Downes et al., 2015: An assessment of Southern Ocean water masses and sea-ice during 1988-2007 in a suite of interannual CORE-II simulations. Ocean Modelling, 94, 67-94.

Farneti et al., 2015: An assessment of Antarctic Circumpolar Current and Southern Ocean Meridional Overturning Circulation during 1958-2007 in a suite of interannual CORE-II simulations. Ocean Modelling, 93, 84--120.

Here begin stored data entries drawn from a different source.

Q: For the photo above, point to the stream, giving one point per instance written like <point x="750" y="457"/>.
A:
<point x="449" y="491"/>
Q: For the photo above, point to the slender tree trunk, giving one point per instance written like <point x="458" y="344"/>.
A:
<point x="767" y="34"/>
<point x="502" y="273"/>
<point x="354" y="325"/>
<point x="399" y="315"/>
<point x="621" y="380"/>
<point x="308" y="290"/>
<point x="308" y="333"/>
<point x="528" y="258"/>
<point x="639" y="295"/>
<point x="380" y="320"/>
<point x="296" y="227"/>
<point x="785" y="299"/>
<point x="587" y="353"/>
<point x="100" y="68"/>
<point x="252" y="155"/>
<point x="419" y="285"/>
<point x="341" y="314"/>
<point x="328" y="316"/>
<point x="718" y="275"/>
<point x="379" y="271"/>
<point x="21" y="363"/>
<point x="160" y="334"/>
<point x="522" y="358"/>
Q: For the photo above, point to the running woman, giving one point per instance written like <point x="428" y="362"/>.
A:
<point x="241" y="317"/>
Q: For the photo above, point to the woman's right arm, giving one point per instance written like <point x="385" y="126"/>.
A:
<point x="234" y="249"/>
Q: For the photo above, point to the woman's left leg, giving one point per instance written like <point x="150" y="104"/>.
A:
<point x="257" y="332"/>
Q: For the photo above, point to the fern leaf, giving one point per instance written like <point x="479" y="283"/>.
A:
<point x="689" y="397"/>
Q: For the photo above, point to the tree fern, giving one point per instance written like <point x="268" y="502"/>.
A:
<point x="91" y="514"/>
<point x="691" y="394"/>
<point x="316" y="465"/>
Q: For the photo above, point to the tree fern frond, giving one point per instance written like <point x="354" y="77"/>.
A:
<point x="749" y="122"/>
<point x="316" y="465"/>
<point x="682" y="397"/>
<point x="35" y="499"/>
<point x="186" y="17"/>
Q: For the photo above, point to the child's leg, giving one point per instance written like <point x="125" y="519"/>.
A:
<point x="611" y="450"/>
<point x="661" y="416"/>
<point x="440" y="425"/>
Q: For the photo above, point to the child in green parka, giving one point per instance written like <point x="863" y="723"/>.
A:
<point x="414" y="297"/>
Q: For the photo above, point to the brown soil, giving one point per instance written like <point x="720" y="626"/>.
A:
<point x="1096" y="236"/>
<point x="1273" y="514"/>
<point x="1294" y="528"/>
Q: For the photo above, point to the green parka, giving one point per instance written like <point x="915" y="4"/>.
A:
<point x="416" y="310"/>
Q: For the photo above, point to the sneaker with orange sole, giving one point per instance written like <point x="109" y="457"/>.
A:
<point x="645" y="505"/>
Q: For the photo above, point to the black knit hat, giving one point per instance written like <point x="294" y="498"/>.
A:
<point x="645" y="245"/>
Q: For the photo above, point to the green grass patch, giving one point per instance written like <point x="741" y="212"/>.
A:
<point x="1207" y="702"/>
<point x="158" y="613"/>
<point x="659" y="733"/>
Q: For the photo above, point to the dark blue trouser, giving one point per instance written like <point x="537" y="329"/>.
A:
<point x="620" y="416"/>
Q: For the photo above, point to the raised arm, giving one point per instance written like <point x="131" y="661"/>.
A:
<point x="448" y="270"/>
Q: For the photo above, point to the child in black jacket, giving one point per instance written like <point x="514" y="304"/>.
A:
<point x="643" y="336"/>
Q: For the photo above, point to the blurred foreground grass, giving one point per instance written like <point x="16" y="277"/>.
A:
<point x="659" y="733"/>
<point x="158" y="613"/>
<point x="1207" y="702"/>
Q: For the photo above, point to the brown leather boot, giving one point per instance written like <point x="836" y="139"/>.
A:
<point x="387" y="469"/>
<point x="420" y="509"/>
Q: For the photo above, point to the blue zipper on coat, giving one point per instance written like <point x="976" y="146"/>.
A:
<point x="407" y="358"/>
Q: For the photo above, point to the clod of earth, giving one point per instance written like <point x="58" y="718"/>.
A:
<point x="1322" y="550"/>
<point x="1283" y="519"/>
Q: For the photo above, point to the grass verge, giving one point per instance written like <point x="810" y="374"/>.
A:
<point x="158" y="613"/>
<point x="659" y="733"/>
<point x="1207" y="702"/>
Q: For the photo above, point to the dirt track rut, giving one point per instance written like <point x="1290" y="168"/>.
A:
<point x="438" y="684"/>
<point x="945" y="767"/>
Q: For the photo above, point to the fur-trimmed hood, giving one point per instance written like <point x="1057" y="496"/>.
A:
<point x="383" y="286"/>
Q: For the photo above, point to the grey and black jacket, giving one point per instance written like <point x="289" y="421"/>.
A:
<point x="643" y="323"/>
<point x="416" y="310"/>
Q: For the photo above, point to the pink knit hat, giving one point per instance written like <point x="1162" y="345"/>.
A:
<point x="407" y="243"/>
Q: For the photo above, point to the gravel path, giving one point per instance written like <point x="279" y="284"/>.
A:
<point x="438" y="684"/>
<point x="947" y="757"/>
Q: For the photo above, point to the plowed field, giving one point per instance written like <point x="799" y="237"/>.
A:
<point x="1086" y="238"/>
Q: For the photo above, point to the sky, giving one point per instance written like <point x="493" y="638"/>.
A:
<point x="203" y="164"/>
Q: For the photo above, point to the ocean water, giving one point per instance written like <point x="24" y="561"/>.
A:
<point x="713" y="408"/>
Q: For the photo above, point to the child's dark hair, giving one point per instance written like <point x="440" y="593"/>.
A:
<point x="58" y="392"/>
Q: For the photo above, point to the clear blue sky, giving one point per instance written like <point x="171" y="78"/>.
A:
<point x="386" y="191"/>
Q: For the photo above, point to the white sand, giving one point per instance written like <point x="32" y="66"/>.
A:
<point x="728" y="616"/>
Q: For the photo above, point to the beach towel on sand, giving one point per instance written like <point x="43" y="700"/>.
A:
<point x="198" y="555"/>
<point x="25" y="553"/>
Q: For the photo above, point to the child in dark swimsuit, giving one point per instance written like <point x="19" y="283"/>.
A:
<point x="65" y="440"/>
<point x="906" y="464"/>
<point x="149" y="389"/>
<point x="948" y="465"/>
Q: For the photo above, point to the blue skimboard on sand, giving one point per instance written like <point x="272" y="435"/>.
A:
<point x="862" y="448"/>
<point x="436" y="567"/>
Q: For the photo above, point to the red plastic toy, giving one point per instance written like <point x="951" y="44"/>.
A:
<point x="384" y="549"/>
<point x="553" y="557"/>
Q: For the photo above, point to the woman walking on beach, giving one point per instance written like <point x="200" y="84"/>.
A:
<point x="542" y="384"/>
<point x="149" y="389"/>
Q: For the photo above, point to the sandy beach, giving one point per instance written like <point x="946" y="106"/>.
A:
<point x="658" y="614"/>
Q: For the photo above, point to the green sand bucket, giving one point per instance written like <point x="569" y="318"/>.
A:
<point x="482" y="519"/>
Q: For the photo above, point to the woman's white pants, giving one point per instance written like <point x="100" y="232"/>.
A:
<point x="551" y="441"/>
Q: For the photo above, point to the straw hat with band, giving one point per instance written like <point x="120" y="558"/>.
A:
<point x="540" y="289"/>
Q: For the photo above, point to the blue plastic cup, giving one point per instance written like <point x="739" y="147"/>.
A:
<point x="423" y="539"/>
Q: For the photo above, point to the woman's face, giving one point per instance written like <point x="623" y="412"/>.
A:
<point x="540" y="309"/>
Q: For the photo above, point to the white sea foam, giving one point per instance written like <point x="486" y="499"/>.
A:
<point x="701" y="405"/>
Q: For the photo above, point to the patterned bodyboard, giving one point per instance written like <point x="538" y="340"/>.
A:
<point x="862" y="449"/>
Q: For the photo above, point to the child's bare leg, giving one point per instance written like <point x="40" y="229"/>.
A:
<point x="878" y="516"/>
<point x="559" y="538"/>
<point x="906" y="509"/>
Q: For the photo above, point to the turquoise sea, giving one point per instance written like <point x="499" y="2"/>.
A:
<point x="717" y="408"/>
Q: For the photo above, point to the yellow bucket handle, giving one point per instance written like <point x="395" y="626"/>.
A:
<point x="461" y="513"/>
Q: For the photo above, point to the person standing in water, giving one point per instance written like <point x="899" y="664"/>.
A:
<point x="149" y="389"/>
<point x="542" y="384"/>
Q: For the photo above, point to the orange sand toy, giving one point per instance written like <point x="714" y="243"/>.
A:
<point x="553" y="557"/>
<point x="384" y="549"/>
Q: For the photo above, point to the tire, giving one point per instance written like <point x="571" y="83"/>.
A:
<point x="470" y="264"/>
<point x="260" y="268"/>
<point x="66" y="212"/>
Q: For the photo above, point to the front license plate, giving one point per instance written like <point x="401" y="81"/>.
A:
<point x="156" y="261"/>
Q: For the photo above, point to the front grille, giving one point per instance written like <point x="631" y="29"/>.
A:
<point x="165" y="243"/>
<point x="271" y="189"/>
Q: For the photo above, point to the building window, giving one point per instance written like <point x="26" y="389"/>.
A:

The second phase of the Coordinated Ocean-ice Reference Experiments (CORE-II), organized by the CLIVAR Ocean Model Development Panel (OMDP), is resulting in several publications focusing on different oceanic regions and processes. Using many different state-of-the-art global ocean-sea ice models forced with the same atmospheric state spanning 1948-2007, CORE-II studies aim to present a comprehensive overview of ocean-sea ice climate model simulations with respect to observations, and theoretical and previous modelling studies. More information can be found here:

These two papers, recently published in the CORE-II virtual special issue in Ocean Modelling, focus on the Southern Ocean region in models with resolution varying from coarse to eddy-permitting. The first study assesses the representation of the Antarctic Circumpolar Current (ACC) and Meridional Overturning Circulation (MOC) (Farneti et al., 2015). The authors quantify the degree of eddy saturation and eddy compensation in the models, a topic that has sparked the interest of both theoreticians and modellers in the last few years not only in the pursuit of its physical understanding but also because of the fundamental role that the Southern Ocean plays in a warming climate. Given the relatively small wind changes that occurred during the past 50 years, Farneti et al. (2015) show that most models experienced weak ACC transport sensitivity to changes in winds, and they were considered to be in an eddy saturated regime. Larger differences arise when considering changes in the MOC, with a majority of models exhibiting significant strengthening of the MOC. Only eddy-permitting models and models using a parameterization with a three-dimensional time varying coefficient showed some degree of eddy compensation, as well as weaker changes in isopycnal slopes and associated ACC trends. Also, both ACC and MOC interannual variability was largely controlled by the Southern Annular Mode (SAM) in the CORE-II runs (Figure 1).

The second study focuses on the representation of water mass properties and sea-ice processes (Downes et al., 2015). Recent multi-model analyses have shown large discrepancies in mixed layer depths and sea-ice trends (for example, models failing to capture increases in sea ice in the Ross Sea). The mixed layer depth is tightly linked to the flux of water masses into the ocean interior. Downes et al. (2015) show the CORE-II state likely influences the current climate summer and winter mixed layer depths and positions (Figure 2), the upper ocean temperature and salinity biases versus observations, and the summer sea ice concentration. However, the individual ocean and ice model density fields and parameterisations (such as overflow processes and mesoscale mixing schemes) dictate the exchange between water masses, and the decadal trends in the winter mixed layers and sea ice. Biases in the CORE-II state (e.g., winds over the Antarctic continent), primarily due to insufficient observations, also contribute to the models’ misrepresentation of recently observed climate trends.

Written by Riccardo Farneti and Stephanie Downes.

Figure 1: The multi-model-mean (MMM) Drake Passage transport anomalies (with respect to the 1958-2007 mean; in Sv) are shown by the black line, gray lines refer to individual models transport anomalies, and the SAM index is shown by the red line (right axis). The MMM-SAM correlation is 0.77.


Figure 2: First two top row panels: observed (de Boyer Montegut et al., 2004, OBSV) and multi-model mean (MMM) September mixed layer depth (m), defined as using a 0.03 kg m-3 criterion. Remaining panels (associated color scale at bottom of figure): individual models and multi model mean (1988-2007 average) minus observations. Note: the color bar in the top row represents the mean states of the observations and multi model mean, whereas the color bar at the bottom of the figure is for the remaining rows (the biases from observations).